Die Balkone sind ein Zugeständnis an die ökologische Bauweise, die Schnider und sein Team bevorzugen. Wann immer möglich, bauen sie mit ökologischen Materialien wie Holz, Lehm, Schafwolle, Kork und anderen recyclingfähigen Materialien. Die Holzständerbauweise war hier allerdings nicht möglich, da das Grundstück von Straßen umgeben ist und in der Nähe Bahngleise verlaufen. Besserer Schallschutz war nötig, deshalb fiel die Entscheidung auf Massivbau – dann aber wenigstens Balkone aus Holz, beschlossen die Architekten.
Fassadenanlagen reduzieren Netzstrombedarf im Winter
Die monokristallinen Module auf der Süd- und Süd-Ost-Fassade sind nur ein Teil der Strom erzeugenden Anlagen. Auf dem Flachdach, hinter einer Attika versteckt und von der Straße aus nicht sichtbar, befindet sich eine flach aufgeständerte Solarstromanlage. Doch Schnider betont: „Mit Photovoltaik nur auf dem Dach erreicht man vielleicht ein Plusenergiehaus, braucht im Winter aber immer noch viel Strom aus dem Netz.“ Das wollten sie ändern, zumal Solarstrom auch im Winter bei tiefem Sonnenstand gut geerntet werden kann. Dafür braucht es allerdings eine andere Modulneigung als die übliche flache Neigung von 10 bis 30 Grad. arento beschloss, zusätzlich Module an Fassaden zu installieren. Wenn die Sonne im Winter tief steht und viele PV-Dachanlagen mit Schnee bedeckt sind, liefern die Fassadenanlagen mit ihrem 90 Grad Winkel umso mehr Solarenergie. Das reduziert den Netzstrombedarf im Winter und die Anlagen produzieren mehr Überschussstrom, der in das öffentliche Stromnetz eingespeist werden kann. „Wir betrachten das als Beitrag zur Klimaneutralität“, resümiert Schnider.

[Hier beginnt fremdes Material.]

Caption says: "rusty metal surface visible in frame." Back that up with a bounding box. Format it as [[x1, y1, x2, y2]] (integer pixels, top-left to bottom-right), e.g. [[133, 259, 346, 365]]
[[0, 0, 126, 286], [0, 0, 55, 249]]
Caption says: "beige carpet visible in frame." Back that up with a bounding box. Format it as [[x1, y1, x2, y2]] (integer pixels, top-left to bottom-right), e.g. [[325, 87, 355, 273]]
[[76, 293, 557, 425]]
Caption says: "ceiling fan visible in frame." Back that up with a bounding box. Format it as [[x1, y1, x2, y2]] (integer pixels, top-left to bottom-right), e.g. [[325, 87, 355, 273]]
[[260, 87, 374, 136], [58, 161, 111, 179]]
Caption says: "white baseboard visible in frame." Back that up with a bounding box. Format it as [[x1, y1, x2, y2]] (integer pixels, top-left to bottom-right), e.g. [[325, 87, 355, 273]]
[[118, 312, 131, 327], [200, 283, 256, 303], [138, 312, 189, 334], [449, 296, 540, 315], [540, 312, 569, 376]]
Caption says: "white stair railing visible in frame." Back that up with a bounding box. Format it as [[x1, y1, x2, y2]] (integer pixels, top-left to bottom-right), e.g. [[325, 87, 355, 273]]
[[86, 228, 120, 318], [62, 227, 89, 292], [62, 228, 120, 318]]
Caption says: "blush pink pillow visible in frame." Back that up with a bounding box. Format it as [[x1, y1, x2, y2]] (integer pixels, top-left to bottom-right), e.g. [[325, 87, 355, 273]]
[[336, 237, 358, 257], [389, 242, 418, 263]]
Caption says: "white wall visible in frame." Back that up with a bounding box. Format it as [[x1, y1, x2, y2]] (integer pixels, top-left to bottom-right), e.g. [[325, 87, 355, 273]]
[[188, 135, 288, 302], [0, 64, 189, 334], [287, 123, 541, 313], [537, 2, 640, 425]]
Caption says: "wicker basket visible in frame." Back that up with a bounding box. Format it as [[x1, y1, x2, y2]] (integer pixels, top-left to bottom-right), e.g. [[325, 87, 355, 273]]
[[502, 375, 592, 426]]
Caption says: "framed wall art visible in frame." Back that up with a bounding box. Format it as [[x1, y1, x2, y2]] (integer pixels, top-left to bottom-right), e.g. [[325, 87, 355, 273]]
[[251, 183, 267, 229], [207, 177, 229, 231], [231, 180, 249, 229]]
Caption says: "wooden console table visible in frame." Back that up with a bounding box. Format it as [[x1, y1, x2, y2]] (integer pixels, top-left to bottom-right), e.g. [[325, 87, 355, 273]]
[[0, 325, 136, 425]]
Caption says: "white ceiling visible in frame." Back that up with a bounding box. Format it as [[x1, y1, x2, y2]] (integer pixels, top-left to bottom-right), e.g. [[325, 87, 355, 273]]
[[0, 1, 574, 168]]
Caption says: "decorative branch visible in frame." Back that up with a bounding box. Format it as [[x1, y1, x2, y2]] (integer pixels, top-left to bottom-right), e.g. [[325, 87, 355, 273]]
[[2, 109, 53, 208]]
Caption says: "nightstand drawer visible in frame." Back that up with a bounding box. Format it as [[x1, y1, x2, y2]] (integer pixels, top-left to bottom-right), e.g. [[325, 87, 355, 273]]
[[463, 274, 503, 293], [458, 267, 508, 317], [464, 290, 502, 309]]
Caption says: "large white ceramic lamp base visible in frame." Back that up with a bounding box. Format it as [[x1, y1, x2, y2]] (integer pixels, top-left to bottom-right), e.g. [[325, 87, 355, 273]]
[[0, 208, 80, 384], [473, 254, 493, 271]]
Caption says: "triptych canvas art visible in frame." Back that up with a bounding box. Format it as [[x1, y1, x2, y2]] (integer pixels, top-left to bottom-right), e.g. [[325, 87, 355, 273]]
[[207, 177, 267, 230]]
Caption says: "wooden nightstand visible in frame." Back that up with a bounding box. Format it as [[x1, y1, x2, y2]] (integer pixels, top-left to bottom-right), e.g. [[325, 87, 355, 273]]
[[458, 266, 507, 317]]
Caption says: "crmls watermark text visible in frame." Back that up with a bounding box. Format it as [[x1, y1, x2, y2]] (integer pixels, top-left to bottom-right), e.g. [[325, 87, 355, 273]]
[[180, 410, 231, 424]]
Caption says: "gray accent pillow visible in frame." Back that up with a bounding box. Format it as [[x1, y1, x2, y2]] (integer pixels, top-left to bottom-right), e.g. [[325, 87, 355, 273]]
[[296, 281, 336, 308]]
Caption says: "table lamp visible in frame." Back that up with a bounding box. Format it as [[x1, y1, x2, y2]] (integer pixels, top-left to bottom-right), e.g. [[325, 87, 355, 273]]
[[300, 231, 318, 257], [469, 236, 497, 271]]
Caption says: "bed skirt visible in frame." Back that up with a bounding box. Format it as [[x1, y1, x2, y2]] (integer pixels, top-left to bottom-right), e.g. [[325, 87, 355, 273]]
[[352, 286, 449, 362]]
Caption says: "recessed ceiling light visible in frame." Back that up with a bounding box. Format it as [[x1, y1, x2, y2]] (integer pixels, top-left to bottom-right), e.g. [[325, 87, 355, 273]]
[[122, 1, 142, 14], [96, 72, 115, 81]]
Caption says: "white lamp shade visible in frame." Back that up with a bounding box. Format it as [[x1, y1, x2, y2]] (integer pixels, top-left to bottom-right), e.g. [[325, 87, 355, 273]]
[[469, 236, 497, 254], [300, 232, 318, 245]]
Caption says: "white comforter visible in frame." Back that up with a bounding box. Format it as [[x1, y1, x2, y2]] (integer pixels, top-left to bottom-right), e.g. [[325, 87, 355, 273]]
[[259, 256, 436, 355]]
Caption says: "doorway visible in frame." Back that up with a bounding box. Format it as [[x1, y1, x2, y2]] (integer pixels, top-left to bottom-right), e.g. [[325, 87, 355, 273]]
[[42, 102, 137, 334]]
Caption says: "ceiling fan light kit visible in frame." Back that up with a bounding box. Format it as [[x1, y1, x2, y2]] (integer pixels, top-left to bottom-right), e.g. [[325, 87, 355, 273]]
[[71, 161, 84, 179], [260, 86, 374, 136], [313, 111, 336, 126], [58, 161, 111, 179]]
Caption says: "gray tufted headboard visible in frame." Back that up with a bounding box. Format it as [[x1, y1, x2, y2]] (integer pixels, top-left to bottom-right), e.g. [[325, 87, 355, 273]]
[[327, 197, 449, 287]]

Für die Planung der Energietechnik arbeitet arento mit Windgate Energietechnik zusammen, einem Generalunternehmer für regenerative Anlagen. Die frühzeitige Einbindung eines Fachbetriebes für Erneuerbare-Energien-Anlagen empfiehlt Schnider auch anderen Architektur- und Planungsbüros. So können bauliche und energetische Anforderungen frühzeitig aufeinander abgestimmt und im weiteren Planungsprozess von Anfang an berücksichtigt werden.
Und das ist das Ergebnis: Der StadtparkPLUS ist ein Mehrfamilienhaus mit 480 Quadratmeter Wohnfläche, verteilt auf vier 4,5-Zimmer-Wohnungen, errichtet nach dem Minergie-P Standard. Dies ist der anspruchsvollste der auf niedrigen Energieverbrauch abzielenden Minergie-Standards in der Schweiz, er entspricht in etwa dem Passivhaus-Standard in Deutschland.
Individuell gefertigte Photovoltaikmodule
Für die Stromerzeugung sind Photovoltaikmodule mit 16,36 Kilowatt (kW) Leistung in die Süd- und Süd-Ost-Fassade integriert. Damit die Flächen bestmöglich genutzt werden, hat die arento ag, die auch der Bauherr ist, Module in neun verschiedenen Formaten individuell anfertigen lassen. So ergibt sich eine optisch ansprechende, homogene Fläche. Zusätzlich zu der Fassaden-Anlage sind auf dem Dach Module mit 20,14 kW Leistung aufgeständert.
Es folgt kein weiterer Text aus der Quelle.